Second, the cages direct the movement of the water molecules, which means that protons can be passed between them quickly. Also, the cages are flexible enough to allow the water to reorganize, which is also important when protons are transported from one water molecule to the next over longer distances.

In addition to introducing a new class of proton conductors, this study highlights design principles that might be extended to future materials. For example, the ‘soft confinement’ that we observe in these hydrated solids suggests new anhydrous proton conductors where a porous cage host positions and modulates the protonic conductivity of guest molecules other than water. This would facilitate the development of high temperature PEMFCs, as water loss would no longer be a consideration.

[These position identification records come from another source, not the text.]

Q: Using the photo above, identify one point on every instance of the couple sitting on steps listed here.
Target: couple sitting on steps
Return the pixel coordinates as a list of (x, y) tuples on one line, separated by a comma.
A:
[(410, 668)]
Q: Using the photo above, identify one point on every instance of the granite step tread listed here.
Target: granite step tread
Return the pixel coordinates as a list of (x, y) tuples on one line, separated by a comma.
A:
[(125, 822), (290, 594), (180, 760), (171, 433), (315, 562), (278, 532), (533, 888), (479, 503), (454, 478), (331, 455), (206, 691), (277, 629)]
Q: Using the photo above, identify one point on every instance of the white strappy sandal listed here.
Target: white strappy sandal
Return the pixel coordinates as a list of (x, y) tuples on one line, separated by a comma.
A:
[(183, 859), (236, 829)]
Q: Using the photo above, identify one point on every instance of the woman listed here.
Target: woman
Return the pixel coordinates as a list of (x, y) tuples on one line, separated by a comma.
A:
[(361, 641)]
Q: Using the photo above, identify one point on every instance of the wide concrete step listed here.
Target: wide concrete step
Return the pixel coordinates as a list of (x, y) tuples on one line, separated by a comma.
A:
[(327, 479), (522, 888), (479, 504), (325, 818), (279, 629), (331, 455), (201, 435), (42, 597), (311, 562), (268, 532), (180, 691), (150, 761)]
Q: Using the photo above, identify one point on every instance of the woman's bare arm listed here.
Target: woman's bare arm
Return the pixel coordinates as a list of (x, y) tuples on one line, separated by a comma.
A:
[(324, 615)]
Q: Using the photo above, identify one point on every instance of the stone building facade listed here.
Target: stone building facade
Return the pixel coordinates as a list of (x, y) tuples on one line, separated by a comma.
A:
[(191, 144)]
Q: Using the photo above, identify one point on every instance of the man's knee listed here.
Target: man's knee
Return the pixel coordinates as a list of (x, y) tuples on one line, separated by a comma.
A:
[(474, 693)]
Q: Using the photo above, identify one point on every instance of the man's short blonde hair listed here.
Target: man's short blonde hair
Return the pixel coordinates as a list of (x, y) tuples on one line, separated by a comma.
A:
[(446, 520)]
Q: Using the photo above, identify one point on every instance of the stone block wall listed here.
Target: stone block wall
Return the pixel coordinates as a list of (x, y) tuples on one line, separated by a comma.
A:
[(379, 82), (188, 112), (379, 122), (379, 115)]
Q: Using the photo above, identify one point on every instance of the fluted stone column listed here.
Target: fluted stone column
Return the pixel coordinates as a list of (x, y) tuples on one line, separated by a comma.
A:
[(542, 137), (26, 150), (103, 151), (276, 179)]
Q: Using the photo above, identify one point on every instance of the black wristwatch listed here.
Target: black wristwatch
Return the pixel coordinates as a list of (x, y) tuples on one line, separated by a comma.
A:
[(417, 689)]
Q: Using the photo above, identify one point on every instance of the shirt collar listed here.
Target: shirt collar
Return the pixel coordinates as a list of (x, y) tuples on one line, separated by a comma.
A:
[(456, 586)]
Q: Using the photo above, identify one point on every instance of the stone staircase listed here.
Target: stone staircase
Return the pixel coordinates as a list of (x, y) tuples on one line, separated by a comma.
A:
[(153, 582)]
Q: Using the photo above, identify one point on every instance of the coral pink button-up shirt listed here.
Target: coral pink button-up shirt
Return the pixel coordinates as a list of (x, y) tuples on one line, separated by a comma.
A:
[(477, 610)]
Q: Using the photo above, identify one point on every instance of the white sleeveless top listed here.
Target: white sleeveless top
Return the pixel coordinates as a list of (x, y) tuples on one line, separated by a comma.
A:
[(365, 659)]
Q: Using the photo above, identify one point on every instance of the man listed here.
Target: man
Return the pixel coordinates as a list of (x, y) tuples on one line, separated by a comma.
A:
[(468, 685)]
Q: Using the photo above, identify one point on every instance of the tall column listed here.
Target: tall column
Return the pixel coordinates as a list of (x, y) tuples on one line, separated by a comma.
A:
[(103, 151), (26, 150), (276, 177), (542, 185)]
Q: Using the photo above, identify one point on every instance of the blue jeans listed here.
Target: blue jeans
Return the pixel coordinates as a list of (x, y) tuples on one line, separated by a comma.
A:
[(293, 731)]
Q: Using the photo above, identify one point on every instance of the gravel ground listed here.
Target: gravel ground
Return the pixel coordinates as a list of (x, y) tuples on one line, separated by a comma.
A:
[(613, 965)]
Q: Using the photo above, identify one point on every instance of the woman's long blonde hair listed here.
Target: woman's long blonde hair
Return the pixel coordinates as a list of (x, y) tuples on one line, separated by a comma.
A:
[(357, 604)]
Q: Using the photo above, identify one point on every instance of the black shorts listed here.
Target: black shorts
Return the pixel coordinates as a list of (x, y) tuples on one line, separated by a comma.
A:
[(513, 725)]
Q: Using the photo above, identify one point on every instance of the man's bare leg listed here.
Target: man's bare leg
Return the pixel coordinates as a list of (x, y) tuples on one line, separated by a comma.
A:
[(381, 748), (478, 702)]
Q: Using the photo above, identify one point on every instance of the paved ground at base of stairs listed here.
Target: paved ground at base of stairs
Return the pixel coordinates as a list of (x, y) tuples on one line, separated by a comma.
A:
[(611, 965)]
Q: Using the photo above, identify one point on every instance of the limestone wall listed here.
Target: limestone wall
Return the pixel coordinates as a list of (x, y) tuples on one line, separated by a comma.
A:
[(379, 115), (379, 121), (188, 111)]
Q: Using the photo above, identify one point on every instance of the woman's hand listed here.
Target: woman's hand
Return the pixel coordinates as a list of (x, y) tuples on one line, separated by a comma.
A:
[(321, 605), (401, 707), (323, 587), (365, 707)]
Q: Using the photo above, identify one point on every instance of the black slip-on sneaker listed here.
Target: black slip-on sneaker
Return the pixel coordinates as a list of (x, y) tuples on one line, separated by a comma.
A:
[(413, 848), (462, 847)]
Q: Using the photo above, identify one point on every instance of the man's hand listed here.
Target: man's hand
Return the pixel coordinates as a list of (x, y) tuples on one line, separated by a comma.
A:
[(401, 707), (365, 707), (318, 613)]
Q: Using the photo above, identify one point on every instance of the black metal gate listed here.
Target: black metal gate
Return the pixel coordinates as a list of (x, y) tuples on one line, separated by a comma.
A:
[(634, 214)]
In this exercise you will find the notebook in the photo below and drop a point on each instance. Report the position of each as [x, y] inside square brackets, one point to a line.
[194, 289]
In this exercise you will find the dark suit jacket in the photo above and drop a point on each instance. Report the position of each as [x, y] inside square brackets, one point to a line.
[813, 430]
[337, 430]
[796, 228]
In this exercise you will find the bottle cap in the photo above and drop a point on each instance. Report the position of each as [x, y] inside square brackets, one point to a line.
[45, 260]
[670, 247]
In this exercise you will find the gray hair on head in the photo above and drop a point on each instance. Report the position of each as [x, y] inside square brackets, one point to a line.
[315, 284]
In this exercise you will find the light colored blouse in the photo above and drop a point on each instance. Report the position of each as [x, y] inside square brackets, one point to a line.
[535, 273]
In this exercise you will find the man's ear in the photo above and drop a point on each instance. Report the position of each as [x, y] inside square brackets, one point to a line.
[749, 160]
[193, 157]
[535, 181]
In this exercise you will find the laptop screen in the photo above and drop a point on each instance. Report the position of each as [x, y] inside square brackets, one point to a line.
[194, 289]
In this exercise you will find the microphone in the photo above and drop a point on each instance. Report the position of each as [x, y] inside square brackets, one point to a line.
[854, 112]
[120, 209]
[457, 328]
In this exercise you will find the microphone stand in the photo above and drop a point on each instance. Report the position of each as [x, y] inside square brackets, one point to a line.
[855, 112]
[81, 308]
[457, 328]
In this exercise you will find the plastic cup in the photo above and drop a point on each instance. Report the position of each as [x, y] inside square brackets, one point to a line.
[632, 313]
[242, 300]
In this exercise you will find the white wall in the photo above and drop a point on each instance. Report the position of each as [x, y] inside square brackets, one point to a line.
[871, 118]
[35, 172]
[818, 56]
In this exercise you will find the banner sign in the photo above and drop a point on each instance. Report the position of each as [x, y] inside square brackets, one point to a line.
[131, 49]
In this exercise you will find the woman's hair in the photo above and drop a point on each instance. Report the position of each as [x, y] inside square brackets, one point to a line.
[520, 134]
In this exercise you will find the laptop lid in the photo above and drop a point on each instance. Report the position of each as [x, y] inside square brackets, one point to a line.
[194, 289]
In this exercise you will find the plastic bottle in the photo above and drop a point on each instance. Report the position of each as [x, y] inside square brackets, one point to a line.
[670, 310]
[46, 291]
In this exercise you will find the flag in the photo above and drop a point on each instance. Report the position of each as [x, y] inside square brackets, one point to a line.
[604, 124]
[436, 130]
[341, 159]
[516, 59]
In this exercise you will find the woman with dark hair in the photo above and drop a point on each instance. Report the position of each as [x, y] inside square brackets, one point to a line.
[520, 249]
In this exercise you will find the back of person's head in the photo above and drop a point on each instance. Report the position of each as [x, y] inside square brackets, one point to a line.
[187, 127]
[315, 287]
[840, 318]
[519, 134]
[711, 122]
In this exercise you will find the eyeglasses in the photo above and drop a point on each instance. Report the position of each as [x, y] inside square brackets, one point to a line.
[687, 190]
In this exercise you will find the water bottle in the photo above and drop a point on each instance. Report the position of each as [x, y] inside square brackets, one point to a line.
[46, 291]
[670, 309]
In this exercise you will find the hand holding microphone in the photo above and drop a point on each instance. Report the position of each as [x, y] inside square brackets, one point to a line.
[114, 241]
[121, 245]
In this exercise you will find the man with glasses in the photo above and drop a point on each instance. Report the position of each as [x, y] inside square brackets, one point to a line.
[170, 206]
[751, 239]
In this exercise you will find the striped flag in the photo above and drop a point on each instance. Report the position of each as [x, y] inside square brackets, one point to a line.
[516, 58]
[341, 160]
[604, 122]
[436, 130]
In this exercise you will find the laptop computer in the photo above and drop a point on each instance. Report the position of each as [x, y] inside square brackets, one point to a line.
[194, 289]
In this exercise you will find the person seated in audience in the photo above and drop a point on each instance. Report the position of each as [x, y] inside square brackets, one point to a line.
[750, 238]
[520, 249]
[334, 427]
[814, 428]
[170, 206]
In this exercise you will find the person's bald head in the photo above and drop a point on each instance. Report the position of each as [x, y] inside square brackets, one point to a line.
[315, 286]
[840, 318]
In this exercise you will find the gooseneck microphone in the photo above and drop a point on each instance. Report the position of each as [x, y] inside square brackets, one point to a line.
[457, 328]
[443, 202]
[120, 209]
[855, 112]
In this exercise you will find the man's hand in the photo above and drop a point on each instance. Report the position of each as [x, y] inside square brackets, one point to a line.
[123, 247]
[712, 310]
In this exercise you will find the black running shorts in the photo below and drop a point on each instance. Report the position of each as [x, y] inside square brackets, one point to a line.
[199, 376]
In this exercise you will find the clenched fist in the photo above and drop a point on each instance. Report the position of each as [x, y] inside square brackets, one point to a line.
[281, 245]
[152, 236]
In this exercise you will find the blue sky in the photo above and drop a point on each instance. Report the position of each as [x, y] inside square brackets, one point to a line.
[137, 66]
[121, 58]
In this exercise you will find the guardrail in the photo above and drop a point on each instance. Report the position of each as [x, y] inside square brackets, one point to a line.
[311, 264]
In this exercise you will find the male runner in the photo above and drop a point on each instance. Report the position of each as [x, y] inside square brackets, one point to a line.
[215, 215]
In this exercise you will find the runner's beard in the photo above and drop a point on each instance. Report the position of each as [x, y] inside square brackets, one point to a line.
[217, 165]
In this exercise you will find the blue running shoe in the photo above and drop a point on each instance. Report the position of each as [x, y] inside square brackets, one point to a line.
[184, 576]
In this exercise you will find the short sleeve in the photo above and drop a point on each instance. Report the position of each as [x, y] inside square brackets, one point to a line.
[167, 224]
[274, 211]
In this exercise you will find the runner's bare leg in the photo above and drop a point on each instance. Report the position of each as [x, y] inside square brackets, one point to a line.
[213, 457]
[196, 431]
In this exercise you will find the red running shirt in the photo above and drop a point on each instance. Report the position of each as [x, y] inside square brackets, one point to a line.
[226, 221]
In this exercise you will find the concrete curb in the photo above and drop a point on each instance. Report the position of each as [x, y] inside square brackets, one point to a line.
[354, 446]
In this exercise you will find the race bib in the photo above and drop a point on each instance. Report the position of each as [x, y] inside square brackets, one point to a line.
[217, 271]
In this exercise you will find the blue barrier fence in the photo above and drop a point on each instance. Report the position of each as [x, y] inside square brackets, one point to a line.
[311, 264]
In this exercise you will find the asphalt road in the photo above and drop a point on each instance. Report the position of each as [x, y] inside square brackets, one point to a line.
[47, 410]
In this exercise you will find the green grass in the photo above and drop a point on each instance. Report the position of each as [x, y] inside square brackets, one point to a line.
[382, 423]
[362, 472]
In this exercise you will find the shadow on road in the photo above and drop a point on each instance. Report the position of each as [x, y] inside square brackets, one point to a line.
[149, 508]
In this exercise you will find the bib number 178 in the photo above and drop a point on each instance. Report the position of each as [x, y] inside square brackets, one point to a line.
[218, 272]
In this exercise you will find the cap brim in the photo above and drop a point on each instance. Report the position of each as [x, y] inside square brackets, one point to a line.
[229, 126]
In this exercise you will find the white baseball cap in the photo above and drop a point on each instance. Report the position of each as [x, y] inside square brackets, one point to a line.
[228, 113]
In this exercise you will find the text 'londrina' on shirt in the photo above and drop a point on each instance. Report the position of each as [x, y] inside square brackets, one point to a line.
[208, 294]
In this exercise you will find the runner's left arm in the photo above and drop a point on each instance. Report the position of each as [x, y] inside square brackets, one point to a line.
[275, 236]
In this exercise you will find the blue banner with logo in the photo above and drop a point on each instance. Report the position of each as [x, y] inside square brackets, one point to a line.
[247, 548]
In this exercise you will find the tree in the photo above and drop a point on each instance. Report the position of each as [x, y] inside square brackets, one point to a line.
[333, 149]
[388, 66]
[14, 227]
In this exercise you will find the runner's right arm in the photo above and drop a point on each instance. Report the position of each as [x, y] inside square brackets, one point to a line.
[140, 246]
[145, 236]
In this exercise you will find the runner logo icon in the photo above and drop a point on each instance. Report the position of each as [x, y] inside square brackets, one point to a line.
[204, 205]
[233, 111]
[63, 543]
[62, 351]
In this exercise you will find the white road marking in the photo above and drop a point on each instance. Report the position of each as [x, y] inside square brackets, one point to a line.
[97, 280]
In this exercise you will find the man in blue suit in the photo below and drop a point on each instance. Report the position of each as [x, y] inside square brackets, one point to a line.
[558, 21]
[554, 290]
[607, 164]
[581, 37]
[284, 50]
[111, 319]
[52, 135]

—Dr Ming Liu, who led the experimental work

Resources

  • Ming Liu, Linjiang Chen, Scott Lewis, Samantha Y. Chong, Marc A. Little, Tom Hasell, Iain M. Aldous, Craig M. Brown, Martin W. Smith, Carole A. Morrison, Laurence J. Hardwick & Andrew I. Cooper (2016) “Three-dimensional protonic conductivity in porous organic cage solids” Nature Communications 7, Article number: 12750 doi: 10.1038/ncomms12750

Comments

HarveyD

This could lead to lower cost, more compact and more efficient FCs by 2025 or so?

gorr

2025, ok im keeping my dodge till then and i stretch my mpg to 38 by going slowly but i remember my 1974 pinto that was doing only 18 mpg, a real shame.